Turns out all Angelic needed was some teched-out manatees to turn the book around. Young hero Qora is alone on the beach, waiting to be married off to an icky priest monkey. She just wants to keep her wings (she loses them at marriage). The manatees show up and offer her a deal–help them save their god.

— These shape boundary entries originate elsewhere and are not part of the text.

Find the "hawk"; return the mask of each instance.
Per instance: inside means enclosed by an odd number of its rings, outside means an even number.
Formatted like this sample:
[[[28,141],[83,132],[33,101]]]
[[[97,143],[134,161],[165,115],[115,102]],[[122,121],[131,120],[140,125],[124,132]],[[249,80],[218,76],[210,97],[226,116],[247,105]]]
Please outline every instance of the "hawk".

Their god is a malfunctioning drone scanner robot thing; doesn’t matter.

Spurrier paces out the issue beautifully. The back and forth between the Mans (manatees) and Qora is great, with the young Monk (monkey–Spurrier doesn’t go too far off with the dialect and its eclectic nouns). And then the second half, with a Mans and Qora questing, is even better. Spurrier’s able to draw their characters out right away, all nature introduction stuff. Deft.

Lovely art from Wijngaard. He’s got a lot of concise detail, but with thick, emotive lines. Gives the book a lot of its feel for the talking heads. Manatees. Whatever.

Angelic just got a whole lot better.

CREDITS

Heirs and Graces, Part Two; writer, Simon Spurrier; artist, Caspar Wijngaard; letterer, Jim Campbell; publisher, Image Comics.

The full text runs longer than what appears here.